Vou profanar. Neste 45º Dia Internacional da Mulher começarei pelo fim: a história do machismo estrutural brasileiro é a confissão do medo do poder feminino. Por que entreguei logo o desfecho do meu raciocínio? Porque temos pressa. Depois de 45 anos de celebração mundial, o contexto dos direitos deste 8 de março é muito pior do que a situação nos anos 1970, quando a data foi criada.
Estamos perdendo espaço de luta já consolidado no país e a equidade de gênero tem sido violada como muitas de nós já fomos. O respeito à causa tem perdido espaço em uma velocidade assustadora. Estamos mais desprotegidas. Há mais chances de sermos ainda mais espremidas em nossas relações: desconhecidos, chefes, amigos, parceiros, irmãos, pais e até filhos. Infelizmente, o feminicídio pode ser o desfecho mais frequente.

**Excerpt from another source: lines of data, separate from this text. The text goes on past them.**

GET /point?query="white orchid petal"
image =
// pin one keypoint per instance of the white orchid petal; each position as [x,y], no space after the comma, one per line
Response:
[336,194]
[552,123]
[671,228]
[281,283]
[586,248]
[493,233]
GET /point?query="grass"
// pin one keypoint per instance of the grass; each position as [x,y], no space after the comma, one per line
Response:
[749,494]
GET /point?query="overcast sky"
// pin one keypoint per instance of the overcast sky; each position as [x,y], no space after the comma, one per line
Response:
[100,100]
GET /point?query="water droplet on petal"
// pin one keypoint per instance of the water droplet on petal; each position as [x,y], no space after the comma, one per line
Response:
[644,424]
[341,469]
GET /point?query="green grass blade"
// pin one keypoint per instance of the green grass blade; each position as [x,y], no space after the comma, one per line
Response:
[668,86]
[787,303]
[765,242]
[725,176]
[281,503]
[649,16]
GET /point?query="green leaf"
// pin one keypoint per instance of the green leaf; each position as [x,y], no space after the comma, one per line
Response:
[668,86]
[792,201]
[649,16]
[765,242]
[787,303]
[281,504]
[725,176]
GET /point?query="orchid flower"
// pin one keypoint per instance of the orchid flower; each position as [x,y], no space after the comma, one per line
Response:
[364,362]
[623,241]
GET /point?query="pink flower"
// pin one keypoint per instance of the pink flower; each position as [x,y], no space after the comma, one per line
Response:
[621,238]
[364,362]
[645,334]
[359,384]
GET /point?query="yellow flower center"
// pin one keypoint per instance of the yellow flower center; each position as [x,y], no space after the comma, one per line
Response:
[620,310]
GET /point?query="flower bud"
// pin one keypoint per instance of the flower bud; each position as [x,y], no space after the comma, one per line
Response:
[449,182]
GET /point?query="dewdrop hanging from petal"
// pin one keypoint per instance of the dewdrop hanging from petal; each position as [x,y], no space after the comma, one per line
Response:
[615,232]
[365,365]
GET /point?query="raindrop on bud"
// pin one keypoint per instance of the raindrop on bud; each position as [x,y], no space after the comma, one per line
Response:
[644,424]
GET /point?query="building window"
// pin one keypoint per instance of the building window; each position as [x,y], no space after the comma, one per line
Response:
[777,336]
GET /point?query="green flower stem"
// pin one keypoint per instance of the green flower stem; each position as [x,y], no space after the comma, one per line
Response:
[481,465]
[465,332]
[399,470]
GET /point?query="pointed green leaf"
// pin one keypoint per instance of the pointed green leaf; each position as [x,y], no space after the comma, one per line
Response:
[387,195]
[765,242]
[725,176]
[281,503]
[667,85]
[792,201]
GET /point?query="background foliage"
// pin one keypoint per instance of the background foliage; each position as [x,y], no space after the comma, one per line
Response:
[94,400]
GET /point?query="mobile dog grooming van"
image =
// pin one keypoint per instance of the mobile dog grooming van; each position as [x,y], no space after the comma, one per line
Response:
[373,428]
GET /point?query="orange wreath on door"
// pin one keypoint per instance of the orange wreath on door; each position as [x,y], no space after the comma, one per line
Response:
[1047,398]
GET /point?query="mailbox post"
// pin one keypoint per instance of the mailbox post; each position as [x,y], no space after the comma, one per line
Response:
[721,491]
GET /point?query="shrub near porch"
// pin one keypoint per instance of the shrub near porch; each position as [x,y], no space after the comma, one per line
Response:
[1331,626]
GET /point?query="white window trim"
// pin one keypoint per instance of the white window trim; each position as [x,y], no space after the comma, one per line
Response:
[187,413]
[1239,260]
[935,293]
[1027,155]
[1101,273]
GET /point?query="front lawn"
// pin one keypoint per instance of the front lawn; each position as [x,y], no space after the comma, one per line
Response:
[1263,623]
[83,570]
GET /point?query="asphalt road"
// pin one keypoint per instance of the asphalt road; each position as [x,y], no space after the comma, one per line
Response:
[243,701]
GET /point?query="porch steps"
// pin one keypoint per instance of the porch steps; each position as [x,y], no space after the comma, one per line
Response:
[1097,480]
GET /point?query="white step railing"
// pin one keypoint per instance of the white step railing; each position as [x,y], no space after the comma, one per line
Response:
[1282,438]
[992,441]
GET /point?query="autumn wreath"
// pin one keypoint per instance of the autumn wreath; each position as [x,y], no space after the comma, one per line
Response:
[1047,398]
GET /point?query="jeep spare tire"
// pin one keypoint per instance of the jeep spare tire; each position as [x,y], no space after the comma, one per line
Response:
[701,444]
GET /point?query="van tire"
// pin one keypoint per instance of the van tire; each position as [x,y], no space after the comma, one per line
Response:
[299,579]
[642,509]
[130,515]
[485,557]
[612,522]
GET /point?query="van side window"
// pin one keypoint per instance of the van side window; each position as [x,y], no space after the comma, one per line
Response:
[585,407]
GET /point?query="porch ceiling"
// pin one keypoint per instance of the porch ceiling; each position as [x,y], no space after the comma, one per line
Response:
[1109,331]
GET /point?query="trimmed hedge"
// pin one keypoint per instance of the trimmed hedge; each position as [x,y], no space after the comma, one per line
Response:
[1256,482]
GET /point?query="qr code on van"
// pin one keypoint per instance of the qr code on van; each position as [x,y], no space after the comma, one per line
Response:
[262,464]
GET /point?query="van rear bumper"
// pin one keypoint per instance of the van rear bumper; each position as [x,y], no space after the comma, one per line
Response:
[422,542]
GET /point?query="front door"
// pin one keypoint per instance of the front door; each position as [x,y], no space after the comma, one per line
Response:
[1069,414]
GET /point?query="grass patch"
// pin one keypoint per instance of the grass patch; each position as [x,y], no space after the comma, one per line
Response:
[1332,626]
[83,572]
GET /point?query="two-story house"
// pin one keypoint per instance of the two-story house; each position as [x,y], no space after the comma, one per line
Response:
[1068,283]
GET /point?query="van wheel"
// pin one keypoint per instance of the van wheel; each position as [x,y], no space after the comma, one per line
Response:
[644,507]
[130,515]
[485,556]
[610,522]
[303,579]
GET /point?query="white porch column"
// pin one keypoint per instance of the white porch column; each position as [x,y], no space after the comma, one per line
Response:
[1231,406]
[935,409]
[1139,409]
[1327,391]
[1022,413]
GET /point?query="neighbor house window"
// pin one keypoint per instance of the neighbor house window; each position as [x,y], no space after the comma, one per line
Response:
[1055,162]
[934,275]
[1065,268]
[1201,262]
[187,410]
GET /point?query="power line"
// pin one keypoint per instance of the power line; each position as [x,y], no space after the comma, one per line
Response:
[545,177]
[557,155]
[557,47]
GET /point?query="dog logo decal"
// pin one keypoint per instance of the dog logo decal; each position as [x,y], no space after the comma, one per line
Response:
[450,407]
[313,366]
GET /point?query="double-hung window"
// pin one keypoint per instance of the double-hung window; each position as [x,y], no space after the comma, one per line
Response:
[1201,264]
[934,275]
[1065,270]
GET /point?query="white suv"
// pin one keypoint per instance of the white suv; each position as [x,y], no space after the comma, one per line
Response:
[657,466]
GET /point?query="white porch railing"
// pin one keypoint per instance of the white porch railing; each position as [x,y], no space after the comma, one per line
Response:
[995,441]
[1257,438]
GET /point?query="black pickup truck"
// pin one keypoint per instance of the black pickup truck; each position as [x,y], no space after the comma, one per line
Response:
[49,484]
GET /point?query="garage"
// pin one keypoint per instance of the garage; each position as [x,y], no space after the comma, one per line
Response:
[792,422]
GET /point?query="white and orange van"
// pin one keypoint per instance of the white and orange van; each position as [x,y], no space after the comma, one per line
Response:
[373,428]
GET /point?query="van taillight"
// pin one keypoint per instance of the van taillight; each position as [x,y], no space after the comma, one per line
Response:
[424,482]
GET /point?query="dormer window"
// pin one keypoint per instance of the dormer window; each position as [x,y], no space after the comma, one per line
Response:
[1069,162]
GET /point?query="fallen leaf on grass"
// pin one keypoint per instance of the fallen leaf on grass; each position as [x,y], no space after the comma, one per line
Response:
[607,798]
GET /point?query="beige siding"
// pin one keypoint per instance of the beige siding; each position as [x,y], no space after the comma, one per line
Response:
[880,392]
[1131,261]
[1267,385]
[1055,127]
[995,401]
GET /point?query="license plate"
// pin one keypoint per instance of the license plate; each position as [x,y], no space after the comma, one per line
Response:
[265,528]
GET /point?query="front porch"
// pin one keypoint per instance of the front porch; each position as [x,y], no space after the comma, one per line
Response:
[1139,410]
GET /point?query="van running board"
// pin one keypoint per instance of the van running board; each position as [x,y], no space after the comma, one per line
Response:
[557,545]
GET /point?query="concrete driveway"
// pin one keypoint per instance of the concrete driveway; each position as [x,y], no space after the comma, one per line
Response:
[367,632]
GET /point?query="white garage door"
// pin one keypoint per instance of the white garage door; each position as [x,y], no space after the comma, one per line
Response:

É que vivemos em um país que, hoje, reforça oficialmente o preconceito contra a mulher. O presidente da república legitima publicamente a violência moral e física contra as brasileiras. Seja inferiorizando a própria filha ao considerar o nascimento dela uma “fraquejada” dele por ela ser menina. Ou quando acusa a jornalista Patrícia Campos Mello de troca de favores sexuais por informação dizendo em tom jocoso que a profissional ‘queria dar o furo de qualquer jeito’. Isso porque ela fez uma reportagem sobre disparos em massa de fake news por whatsApp na campanha de Bolsonaro. Ao cometer esse pacote de crimes — de responsabilidade (falta de decoro presidencial), assédio moral, injúria, difamação e derivados — e não ser punido, outra vez o Estado estimula (a parcela da população adepta ao discurso sexista) a ofender, oprimir, bater, estuprar e até matar. É tão lamentável que não há palavra suficientemente capaz de expressar tudo o que isso significa.
Vejo esse fenômeno como um processo de deseducação generalizada que destapou a maldade e agressividade que já habitava em muitos de nós. Entendo que a inferiorização da mulher de hoje dialoga com a estrutura patriarcal de ontem. E que a situação só começou a ser desfeita porque a crise econômica obrigou as mulheres a trabalhar também fora de casa. Concluo que tudo isso vem do medo do poder feminino.
Para começar, reside em nós a tarefa de gerar a vida. Do nosso seio, sai alimento. Do nosso peito, pertencimento. A parte da educação que define a estrutura emocional dos filhos, na fase de 0 a 2 anos, é quase 100% desenvolvida pela mãe. Porém isso é apenas uma parte de nosso poder.
Homens perceberam que possuímos o dom da argumentação e mesmo em situações de desigualdade conseguimos ter alguma voz. Quando podemos exercer nosso potencial de forma justa, somos cientistas, filósofas, artistas, jornalistas, cozinheiras, pedreiras, caminhoneiras e um infinito de possibilidades. E, quando transformamos opressão em luta, reconhecemos que somos tão capazes quanto homens e temos valor único corremos para avisar as outras. Queremos todas unidas para exercermos nossas existências livremente. Isso pode ser entendido como ameaça por aqueles que educados sob a premissa que a força do homem é baseada na desvalorização da mulher. A esses, um esclarecimento simplificado: os maus tratos às mulheres falam mais da desvalia do homem do que da mulher. Exigimos respeito porque também respeitamos vocês. Não desejamos ser mais que ninguém. O feminismo é o movimento por direitos IGUAIS entre homens e mulheres. Nosso tamanho nos serve porque nossa potência é infinita.
Parafraseando Clarice Lispector, ‘felizmente nasci mulher. Sou o quê? Um quase tudo’. Vou profanar. Termino pelo começo: não queremos mais que o justo. Exigimos apenas a consideração que qualquer pessoa merece. No Dia Internacional da Mulher e em todos os outros dias.